New liquidity rules, the second wing—assuring that banks have sufficient “liquid” assets such as U.S. Treasurys or foreign-government debt to cover withdrawals—are based on assumptions that these assets have low credit risk and assume certain rates of withdrawal of different types of funding. These assumptions may prove wrong in an unbridled panic. The Fed may still need to supply liquidity.
Dodd-Frank’s Orderly Liquidation Authority is the prayer. The FDIC steps in only if a financial institution on the brink of insolvency is designated by the Treasury secretary, in consultation with the president, as threatening financial stability. This determination is necessary even if the institution has previously been designated as systemically important for regulatory purposes. By the time that determination is made, and even afterward, other institutions may be attacked by runs causing their own insolvency.
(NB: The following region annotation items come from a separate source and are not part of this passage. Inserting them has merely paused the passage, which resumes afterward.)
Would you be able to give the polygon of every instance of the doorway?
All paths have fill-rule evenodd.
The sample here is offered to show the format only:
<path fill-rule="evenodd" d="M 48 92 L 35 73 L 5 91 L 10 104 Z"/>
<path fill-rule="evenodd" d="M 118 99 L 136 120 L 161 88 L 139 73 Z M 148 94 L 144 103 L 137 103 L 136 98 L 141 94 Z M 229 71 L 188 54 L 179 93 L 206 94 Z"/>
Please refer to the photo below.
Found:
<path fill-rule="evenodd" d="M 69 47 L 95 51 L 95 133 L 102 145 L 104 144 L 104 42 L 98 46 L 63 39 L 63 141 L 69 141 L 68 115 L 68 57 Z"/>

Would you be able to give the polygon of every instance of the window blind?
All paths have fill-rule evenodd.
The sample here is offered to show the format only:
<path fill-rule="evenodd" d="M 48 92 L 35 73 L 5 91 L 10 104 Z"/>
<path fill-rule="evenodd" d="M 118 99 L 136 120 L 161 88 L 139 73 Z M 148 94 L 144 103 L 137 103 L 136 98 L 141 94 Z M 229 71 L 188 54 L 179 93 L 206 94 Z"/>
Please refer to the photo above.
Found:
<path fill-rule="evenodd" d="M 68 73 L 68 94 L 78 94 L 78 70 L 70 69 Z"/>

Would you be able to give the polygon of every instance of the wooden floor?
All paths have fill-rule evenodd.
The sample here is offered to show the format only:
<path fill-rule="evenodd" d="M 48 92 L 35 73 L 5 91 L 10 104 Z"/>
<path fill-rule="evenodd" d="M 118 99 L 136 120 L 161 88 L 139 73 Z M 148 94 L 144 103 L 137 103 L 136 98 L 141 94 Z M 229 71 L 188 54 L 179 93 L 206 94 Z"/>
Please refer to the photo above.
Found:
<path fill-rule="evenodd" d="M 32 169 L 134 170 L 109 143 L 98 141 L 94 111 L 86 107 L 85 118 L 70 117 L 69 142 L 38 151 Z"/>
To prevent runs on money-market funds, the Securities and Exchange Commission now requires institutional funds that do not exclusively invest in government securities use floating net-asset values, and not maintain a constant (if fictional) value of $1 per share. But floating net-asset values by themselves will not prevent investors from a run, since they may fear further price declines. Similarly, the powers the SEC granted to fund boards to penalize or restrict redemptions also may accelerate runs.
What stopped the runs on money-market funds in 2008 were Treasury guarantees. After the Troubled Asset Relief Program (October 2008), that solution is no longer readily available.
Some commentators believe that restrictions on the Fed’s lender-of-last-resort powers are not that important. After all, the Treasury secretary can approve using them and also approve the design of a broad program. Yes. But markets cannot know a Treasury secretary will act, and with such bailouts now in disrepute, runs are more likely in a future crisis.
The financial system is the plumbing without which an economy cannot function, and that system can be destroyed by the spreading contagion of a run. The weapons that regulators used to end the last crisis need to be restored and strengthened. Concerns about moral hazard should not bar the Fed from being the lender of last resort to solvent institutions (as best it can determine) that are panic victims, not undue risk takers.
The Fed was created in 1913 to be a lender of last resort against the background of the deep recession that followed the bank runs of 1907. Fed lending can be labeled a bailout. But history tells us this is a necessary feature, however undesirable in principle, of a stable financial system and economy.
Mr. Hubbard, dean of Columbia Business School, was chairman of the Council of Economic Advisers under President George W. Bush . Mr. Scott is professor of international financial systems at Harvard Law School. They are, respectively, co-chair and director of the Committee on Capital Markets Regulation.